Hamilton Herald Masthead


Front Page - Friday, July 15, 2022

Chattanooga’s plan for $30M in American Rescue Plan funds

Chattanooga Mayor Tim Kelly wants to invest the $30 million in American Rescue Plan funds the city is receiving in 36 initiatives he hopes will spur economic growth while closing gaps in public health and education.

With investments in affordable housing, workforce development, early learning and public health and safety, the proposed spending plan aims to “address Chattanooga’s most difficult challenges and catalyze generational change,” the mayor says in a news release from his office.

“Chattanooga suffers from long-standing social and economic inequalities driven by the ongoing disinvestment and neglect of some of our most vulnerable neighborhoods.

“While it will take more than $30 million to solve these deep-rooted issues, this investment represents a step forward in removing the barriers that have created and sustained inequities in Chattanooga for too long, especially among the Black community.”

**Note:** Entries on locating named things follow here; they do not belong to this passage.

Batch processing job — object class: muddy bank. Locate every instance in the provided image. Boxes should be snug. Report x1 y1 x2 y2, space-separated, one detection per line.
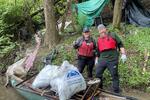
122 90 150 100
0 76 150 100
0 76 25 100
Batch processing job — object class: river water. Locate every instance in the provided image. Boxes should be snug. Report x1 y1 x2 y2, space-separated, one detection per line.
0 78 150 100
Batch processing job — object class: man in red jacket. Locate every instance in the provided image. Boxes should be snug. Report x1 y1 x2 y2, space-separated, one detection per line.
95 24 127 93
73 27 96 78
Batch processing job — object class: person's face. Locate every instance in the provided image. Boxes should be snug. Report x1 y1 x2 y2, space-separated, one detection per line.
99 28 107 34
83 32 90 38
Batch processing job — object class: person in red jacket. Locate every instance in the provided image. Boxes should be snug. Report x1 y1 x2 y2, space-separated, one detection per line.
73 27 96 78
95 24 127 93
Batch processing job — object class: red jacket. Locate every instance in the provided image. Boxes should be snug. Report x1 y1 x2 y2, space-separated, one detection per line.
97 35 117 52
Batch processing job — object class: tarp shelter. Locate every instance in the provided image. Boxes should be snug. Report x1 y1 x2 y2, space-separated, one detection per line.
76 0 150 27
125 0 150 27
76 0 109 27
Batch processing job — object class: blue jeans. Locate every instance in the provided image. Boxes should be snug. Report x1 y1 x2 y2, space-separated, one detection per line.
96 60 119 93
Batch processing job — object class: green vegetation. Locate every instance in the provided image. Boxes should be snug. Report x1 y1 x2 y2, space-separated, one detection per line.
51 25 150 92
0 0 150 92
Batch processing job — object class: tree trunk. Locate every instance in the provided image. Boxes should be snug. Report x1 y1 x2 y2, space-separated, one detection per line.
44 0 60 49
113 0 123 28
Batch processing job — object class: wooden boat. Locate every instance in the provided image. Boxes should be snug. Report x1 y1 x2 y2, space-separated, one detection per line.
11 79 138 100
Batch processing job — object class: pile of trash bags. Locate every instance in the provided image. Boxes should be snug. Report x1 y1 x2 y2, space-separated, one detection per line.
32 61 86 100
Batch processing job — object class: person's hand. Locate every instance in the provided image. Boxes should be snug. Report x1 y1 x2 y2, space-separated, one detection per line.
95 58 98 66
73 39 82 47
121 54 127 63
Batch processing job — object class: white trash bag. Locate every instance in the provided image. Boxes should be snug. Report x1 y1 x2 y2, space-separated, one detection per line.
50 61 86 100
32 65 59 88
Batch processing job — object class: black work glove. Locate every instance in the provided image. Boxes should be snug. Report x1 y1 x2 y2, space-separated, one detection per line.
73 38 82 49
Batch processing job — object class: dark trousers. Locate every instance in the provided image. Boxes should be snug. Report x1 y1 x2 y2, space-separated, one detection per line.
78 56 95 78
96 60 119 93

Kelly’s $30 million investment would focus on the following priority areas:

• $5.8 million to increase availability of affordable homes, creating more than 230 new affordable rental units

• $5.3 million toward preventing homelessness and supporting the transition to permanent housing

• $1.6 million to preserve existing affordable housing

• $5.9 million toward workforce development initiatives

• $2.9 million to expand access to resources for minority business owners and entrepreneurs

• $3.7 million for public safety and youth mentorship initiatives

• $1.2 million to improve access to mental health care while also helping expand and diversify the city’s mental health workforce

• $3.6 million to expand the city’s early learning system

These investments include $11 million for local, minority-led initiatives and $10 million in seed investments for new or expanded programs.

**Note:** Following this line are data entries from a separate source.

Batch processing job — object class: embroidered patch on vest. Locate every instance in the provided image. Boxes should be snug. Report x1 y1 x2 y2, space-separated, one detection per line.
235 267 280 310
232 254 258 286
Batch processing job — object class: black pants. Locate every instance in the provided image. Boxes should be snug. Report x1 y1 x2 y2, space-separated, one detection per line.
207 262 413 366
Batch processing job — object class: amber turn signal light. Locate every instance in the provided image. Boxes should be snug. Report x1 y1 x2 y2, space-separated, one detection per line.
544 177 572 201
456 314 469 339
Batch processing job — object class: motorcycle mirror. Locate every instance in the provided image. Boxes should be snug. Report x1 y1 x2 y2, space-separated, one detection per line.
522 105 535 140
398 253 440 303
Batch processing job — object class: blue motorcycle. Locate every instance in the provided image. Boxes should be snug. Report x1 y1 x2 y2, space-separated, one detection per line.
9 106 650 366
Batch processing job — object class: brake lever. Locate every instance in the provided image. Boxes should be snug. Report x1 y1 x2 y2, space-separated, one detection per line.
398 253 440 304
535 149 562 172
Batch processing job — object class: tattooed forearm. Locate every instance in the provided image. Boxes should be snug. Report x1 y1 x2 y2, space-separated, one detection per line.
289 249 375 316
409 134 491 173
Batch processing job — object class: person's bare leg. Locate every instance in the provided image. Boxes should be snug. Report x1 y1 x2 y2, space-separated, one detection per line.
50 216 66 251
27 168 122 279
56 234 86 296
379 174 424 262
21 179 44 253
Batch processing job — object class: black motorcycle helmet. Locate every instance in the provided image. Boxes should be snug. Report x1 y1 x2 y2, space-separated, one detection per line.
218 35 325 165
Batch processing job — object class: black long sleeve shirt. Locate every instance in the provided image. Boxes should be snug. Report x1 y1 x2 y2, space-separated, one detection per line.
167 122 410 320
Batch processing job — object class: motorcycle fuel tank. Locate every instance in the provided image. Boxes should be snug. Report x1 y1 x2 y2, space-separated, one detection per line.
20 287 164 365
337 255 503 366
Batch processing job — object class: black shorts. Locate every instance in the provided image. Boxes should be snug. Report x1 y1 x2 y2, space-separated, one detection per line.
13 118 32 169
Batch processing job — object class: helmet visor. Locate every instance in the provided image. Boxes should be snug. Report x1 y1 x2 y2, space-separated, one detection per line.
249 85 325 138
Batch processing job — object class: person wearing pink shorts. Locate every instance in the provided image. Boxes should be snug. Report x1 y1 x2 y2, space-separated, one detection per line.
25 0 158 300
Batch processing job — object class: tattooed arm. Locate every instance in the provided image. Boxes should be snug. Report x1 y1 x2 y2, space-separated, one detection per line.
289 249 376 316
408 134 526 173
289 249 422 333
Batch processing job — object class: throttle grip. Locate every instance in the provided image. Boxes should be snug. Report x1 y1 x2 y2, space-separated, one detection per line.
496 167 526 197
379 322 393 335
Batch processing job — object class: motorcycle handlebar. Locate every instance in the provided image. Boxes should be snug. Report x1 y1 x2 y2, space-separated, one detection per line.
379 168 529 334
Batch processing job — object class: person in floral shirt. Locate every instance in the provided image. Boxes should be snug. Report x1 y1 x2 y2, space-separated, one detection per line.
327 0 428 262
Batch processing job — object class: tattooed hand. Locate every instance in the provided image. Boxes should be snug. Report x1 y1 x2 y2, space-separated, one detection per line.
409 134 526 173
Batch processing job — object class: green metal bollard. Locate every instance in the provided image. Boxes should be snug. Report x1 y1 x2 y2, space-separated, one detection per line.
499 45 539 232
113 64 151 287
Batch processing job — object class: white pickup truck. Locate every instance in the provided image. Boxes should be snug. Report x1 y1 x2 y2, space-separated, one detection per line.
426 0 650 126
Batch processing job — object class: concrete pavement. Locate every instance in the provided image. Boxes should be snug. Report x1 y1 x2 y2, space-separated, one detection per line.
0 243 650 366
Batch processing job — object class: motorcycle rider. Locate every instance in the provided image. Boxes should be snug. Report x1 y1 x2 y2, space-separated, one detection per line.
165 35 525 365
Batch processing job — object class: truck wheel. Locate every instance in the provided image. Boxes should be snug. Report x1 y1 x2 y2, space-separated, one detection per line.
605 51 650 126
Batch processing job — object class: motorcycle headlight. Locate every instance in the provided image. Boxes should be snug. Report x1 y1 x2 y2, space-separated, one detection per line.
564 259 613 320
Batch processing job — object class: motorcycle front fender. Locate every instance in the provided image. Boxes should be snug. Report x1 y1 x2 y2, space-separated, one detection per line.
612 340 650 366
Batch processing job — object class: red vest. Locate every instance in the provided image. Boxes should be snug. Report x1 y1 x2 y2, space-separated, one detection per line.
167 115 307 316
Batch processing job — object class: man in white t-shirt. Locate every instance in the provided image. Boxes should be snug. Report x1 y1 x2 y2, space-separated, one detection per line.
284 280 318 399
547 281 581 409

The final spending plan is contingent upon City Council approval, which is slated for July 26.

The city invited the Chattanooga community to submit applications for funding through a notice of funding opportunity posted in April. It then received than 200 applications totaling over $200 million in funding requests.

Initiatives were selected based on a competitive technical review process, during which a committee composed of the mayor’s senior staff evaluated each application according to five criteria:

• Community priorities

• Outcome and impact

• Racial equity and inclusion

• Organizational structure

• Budget

Upon approval by City Council, the city would begin providing technical assistance to the selected organizations for the duration of the funding period, which lasts through the end of 2024.

“The initiatives selected for funding work across multiple areas of focus and will help us reach those who have the most need,” says Kelly. “From the creation of a new low-barrier shelter to expanding broadband connectivity to low-income households across the city, I’m looking forward to working alongside these organizations.”

The Chattanooga Equitable Recovery Commission guided the creation of the spending plan. It then issued a recommended framework for the city’s American Rescue Plan investments, which Kelly adopted in April.